ARCHITECTURAL CONCRETE MASONRY UNITS
One of the most significant architectural benefits of designing with concrete masonry is its versatility – the finished appearance of a concrete masonry wall can be varied with the unit size and shape, color of units and mortar, bond pattern, and surface finish of the units. The term “architectural concrete masonry units” typically is used to describe units displaying any one of several surface finishes that affects the texture of the unit, allowing the structural wall and finished surface to be installed in a single step.
Architectural concrete masonry units are used for interior and exterior walls, partitions, terrace walls, and other enclosures. Some units are available with the same treatment or pattern on both faces, to serve as both exterior and interior finish wall material, increasing both the economic and aesthetic advantages. Architectural units comply with the same quality standards as conventional concrete masonry, Standard Specification for Loadbearing Concrete Masonry Units, ASTM C90 (ref. 3).

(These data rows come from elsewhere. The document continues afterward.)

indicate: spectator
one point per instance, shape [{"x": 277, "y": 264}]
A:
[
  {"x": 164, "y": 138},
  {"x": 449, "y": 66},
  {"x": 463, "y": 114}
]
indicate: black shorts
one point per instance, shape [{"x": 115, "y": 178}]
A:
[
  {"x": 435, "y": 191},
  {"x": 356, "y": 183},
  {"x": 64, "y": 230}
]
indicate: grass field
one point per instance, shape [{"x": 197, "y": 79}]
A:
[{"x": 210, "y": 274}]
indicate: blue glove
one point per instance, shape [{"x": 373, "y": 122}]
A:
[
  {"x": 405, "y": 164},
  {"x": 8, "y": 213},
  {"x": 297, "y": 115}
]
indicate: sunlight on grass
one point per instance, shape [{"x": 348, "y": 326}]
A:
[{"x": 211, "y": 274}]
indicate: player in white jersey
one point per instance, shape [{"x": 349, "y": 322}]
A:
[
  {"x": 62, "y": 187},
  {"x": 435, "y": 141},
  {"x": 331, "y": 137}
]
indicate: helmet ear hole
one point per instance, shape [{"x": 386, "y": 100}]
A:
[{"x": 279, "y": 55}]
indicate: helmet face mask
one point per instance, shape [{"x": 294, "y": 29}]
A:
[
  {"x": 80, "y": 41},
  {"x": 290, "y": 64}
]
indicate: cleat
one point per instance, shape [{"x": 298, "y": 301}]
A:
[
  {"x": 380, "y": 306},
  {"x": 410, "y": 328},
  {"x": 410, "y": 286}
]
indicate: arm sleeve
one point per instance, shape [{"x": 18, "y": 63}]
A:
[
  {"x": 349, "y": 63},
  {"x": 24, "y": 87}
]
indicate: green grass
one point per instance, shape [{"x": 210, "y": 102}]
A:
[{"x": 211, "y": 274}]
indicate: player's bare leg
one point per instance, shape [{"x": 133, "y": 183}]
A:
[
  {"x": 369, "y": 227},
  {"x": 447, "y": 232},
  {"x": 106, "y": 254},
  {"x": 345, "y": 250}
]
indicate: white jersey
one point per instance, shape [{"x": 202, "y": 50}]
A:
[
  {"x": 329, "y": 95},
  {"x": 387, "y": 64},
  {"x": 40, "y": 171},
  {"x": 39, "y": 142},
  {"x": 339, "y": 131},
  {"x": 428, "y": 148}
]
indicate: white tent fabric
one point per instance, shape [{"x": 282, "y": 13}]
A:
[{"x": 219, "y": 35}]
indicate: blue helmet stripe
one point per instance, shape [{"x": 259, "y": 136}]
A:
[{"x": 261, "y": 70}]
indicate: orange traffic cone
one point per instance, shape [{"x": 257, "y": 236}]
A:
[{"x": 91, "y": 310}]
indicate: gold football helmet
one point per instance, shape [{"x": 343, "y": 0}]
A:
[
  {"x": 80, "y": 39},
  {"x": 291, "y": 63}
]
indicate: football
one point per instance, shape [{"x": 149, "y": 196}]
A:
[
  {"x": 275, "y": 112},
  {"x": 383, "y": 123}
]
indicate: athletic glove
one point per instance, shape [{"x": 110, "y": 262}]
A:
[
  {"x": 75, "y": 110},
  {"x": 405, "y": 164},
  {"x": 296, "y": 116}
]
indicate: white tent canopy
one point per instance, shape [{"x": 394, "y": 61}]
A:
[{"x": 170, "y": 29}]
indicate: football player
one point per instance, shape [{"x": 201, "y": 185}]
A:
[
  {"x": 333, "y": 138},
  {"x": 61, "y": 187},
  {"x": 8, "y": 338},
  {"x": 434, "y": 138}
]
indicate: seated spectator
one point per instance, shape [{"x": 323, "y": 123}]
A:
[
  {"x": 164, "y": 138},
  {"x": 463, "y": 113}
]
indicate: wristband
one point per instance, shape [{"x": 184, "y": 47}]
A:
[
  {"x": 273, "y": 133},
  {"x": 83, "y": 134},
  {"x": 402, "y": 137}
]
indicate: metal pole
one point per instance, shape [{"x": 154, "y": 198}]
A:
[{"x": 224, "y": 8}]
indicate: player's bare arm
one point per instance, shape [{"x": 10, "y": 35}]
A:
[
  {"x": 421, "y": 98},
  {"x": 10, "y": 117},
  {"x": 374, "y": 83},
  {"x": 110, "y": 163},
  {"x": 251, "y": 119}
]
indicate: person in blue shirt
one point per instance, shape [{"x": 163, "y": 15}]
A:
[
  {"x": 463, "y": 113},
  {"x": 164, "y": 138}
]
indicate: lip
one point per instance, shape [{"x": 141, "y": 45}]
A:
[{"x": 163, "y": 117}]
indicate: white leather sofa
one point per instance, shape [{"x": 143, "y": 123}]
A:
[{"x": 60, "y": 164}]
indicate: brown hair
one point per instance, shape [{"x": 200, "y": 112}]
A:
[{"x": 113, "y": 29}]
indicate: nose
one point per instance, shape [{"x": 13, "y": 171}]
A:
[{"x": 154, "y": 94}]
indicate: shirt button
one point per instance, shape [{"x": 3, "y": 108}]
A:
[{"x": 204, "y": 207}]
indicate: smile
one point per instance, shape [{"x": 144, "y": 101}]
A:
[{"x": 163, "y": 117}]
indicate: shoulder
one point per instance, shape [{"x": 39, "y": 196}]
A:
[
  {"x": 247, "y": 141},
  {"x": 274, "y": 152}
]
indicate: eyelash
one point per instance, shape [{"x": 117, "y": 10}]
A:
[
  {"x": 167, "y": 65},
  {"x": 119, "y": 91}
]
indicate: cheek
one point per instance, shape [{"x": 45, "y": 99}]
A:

In some cases, noted below where applicable, additional provisions govern which are more applicable to the specific unit.
The units described herein are some of the more common architectural concrete masonry units. However, manufacturers may carry additional products not listed here, and conversely, not all products listed will be available in all locations. Consult a local manufacturer for final unit selection.
ARCHITECTURAL UNIT TYPES
Split Faced Units
Split faced units have a natural stone-like texture produced by molding two units face-to-face, then mechanically splitting them apart after curing, creating a fractured surface. Because coarse aggregate is also fractured and exposed in this process, aggregate selection can alter the final appearance.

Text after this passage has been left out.